Il s’en est suivi une mini-crise institutionnelle et constitutionnelle au cours de laquelle des juristes de toutes branches du droit se sont escrimés avec un acharnement féroce, pilonnant l’opinion d’argumentations contradictoires, selon qu’ils étaient du bord présidentiel ou du camp parlementaire, et contribuant ainsi à embrouiller le débat, au lieu de l’éclairer.

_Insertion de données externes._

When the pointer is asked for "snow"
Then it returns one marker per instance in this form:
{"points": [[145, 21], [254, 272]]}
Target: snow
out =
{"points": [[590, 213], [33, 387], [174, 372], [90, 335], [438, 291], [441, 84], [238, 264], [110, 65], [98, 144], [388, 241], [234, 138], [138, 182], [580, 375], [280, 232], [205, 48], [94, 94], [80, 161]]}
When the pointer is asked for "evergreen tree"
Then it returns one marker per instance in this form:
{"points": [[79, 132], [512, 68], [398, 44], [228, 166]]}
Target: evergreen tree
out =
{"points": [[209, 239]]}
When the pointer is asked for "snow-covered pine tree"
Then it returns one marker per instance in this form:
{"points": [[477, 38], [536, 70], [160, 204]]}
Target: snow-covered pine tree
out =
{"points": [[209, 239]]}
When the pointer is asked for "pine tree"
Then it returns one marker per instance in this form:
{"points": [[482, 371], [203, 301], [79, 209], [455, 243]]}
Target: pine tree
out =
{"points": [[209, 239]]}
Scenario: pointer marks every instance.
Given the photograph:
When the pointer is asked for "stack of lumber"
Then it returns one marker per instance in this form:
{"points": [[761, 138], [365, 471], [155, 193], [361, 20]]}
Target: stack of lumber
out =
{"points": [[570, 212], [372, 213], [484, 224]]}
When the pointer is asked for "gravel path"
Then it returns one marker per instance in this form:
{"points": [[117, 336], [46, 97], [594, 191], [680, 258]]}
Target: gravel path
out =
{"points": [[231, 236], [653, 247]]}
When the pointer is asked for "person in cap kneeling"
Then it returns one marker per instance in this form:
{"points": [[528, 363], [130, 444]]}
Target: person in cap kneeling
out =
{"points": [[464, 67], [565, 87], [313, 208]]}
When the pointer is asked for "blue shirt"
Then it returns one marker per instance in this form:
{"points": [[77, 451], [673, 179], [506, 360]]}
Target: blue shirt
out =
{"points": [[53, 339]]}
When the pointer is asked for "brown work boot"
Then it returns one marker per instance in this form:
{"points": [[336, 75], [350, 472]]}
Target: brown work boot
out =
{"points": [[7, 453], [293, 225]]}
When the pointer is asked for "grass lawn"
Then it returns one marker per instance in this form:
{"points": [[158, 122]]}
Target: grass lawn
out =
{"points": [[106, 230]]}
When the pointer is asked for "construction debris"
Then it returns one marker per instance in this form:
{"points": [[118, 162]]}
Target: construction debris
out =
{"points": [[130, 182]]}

Dans cette contribution, nous avons fait le choix de faire totalement abstraction des démonstrations partisanes des uns et des autres, et de ne nous focaliser que sur le texte de la discorde : l’article 119. Et en examinant cet article sous toutes ses coutures, nous avons découvert, avec stupéfaction, que c’est lui le coupable de toute cette agitation : il est mal écrit ! Il est mal rédigé en son point 2°, d’abord en ce qu’il opère un renvoi fâcheux, ensuite et surtout par la soumission erronée des situations qu’il vise au même régime d’autorisation. Et nous verrons que c’est cette double maladresse du Constituant qui est à la base de la crise actuelle. Nous n’évoquerons pas dans ces lignes l ’état de siège car, d’une part, tel n’est pas l’objet du débat, et, d’autre part, la Constitution l’assimile systématiquement à l’état d’urgence dans son traitement constitutionnel, bien que, dans la pratique, ces deux situations soient soumises à des modalités législatives et administratives différentes.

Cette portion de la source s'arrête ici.